Make an annotation data.frame, v_small, that contains a single column denoting the cluster membership of each gene. The values should be encoded as factors. The rownames of this matrix should correspond to the rownames of mc2.

Solution
mc2_specc = specc(as.kernelMatrix(mc2), centers = 3)
v_small = as.data.frame(factor(mc2_specc))
rownames(v_small) = rownames(mc2)

Make an igraph network from the kernel matrix, mc2.

Plot the network, coloring each node by cluster membership as contained in the data.frame, v.

How do the clusters correspond to those you predicted before clustering?

Solution
g_small = graph_from_adjacency_matrix(mc2, mode = "undirected", weighted = TRUE, diag = FALSE)
plot.igraph(g_small,vertex.label=NA,vertex.color=v_small[names(V(g_small)), ], layout = g_layout)

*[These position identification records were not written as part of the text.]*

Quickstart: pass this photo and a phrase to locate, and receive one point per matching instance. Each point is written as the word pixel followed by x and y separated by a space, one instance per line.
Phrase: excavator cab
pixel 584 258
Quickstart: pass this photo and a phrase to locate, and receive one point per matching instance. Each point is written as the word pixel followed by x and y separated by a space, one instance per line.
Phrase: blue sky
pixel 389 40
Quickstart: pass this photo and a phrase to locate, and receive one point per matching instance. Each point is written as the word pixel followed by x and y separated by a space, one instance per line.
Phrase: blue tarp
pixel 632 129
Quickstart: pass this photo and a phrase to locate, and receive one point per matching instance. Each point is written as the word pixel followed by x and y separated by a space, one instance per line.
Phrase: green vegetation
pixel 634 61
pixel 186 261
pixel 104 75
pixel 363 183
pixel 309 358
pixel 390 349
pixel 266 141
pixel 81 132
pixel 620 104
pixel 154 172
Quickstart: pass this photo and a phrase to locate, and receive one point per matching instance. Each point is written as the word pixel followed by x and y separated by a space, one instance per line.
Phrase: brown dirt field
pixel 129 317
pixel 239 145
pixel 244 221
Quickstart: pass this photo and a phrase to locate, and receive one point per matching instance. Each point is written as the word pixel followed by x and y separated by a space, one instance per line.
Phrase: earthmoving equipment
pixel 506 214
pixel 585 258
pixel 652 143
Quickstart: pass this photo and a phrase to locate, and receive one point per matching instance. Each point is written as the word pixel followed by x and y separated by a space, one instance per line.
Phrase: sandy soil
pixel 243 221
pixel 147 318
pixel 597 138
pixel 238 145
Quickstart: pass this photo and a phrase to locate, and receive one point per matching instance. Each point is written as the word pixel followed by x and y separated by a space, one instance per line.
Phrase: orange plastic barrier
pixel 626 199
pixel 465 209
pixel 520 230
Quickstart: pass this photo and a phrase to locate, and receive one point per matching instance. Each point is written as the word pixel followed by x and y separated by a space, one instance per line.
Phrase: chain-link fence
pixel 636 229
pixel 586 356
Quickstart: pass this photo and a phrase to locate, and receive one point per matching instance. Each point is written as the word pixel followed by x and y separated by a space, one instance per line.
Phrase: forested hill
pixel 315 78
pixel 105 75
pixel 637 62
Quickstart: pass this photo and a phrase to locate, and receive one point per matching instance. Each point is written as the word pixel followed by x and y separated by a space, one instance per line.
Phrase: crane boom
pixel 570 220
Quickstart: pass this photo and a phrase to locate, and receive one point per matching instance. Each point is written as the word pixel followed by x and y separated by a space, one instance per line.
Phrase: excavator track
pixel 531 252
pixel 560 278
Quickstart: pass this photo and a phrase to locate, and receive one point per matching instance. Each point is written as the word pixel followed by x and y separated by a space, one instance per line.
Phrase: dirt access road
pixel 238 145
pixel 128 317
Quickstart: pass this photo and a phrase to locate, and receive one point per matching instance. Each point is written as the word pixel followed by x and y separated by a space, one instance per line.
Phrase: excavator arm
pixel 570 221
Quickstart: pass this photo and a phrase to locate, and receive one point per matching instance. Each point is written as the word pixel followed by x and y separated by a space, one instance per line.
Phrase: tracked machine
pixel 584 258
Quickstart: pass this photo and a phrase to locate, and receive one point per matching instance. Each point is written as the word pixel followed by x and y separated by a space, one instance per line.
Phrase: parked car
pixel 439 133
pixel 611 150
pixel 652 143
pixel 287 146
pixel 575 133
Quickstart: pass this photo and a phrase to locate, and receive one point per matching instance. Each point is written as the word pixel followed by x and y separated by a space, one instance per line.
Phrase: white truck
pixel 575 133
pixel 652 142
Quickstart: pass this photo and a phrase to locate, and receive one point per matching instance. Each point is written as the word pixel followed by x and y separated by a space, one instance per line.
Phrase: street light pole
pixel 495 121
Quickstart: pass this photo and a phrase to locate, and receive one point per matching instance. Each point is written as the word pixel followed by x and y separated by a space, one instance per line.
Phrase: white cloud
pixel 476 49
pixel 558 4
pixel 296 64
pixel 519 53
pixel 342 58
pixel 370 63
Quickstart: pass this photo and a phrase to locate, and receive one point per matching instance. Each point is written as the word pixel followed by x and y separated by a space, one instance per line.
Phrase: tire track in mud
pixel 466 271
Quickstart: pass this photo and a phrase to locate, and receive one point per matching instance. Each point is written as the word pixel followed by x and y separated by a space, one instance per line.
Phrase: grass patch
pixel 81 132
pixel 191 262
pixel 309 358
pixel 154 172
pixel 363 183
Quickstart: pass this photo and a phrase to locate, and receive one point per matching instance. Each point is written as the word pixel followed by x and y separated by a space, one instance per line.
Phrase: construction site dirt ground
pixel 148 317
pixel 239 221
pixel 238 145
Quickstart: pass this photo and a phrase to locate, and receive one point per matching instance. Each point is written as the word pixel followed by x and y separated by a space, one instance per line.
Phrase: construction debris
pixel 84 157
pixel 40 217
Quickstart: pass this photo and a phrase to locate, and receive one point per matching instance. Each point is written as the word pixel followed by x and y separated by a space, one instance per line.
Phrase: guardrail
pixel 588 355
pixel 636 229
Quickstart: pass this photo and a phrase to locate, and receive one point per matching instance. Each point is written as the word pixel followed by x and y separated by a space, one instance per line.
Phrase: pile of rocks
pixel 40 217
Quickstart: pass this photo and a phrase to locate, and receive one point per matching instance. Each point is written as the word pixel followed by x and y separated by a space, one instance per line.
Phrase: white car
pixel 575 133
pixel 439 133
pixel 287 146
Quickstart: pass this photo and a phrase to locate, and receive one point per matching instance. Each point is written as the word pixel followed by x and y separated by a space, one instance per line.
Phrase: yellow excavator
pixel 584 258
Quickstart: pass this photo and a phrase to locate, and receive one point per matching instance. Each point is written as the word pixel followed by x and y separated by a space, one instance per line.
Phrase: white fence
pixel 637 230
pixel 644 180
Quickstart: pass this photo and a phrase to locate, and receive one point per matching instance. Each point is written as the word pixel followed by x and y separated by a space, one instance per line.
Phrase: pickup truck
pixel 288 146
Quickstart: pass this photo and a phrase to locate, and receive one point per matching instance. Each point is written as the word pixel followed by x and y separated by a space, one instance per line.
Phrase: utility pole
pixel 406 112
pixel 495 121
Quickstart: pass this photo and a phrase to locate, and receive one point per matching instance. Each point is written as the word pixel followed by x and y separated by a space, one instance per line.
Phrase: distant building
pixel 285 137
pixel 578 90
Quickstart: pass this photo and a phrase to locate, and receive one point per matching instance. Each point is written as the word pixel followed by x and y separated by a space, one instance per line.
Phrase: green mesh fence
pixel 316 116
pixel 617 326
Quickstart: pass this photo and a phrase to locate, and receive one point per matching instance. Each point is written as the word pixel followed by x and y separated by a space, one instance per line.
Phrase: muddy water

Plot a heatmap representation of the kernel matrix, mc2. Annotate each column (gene) with its corresponding cluster membership. A nice package for plotting heatmaps is the pheatmap package, which allows you to annotate both the rows and the columns of a matrix.

Set the diagonal of mc2 = 0, so that the low-weighted edges are better represented.

Are there any differences you notice between this representation and the previous graph-based visualization?

Solution
diag(mc2) = 0
pheatmap(mc2[rownames(v_small)[order(v_small[,1])],rownames(v_small)[order(v_small[,1])]], annotation = v_small, show_rownames = F, show_colnames = F, cluster_rows = F, cluster_cols = F)

Spectral Clustering: full

Having evaluated the behavior of spectral clustering on a small example, we will now apply it to the full data set.

Perform spectral clustering on the full kernel matrix, mc. As before, remember to pass it .asKernelMatrix().

For this dataset, set parameter centers = 17.

As before, make an annotation data.frame, v, to store each of the cluster assignments

Plot the graph, coloring the nodes according to their cluster membership

Solution
mc_specc = specc(as.kernelMatrix(mc), centers = 17)
v = as.data.frame(factor(mc_specc))
rownames(v) = rownames(mc)
colors = c(RColorBrewer::brewer.pal(9,"Set1"),RColorBrewer::brewer.pal(9,"Set3"),RColorBrewer::brewer.pal(8,"Set2"))
plot.igraph(g,vertex.label=NA,vertex.color=v[names(V(g)), ], edge.curved = T, vertex.size = 7, palette = colors)

You will notice that I have provided you with the number of clusters (or centers) to detect in the dataset. In the following lecture and tutorial you will see how I selected this value.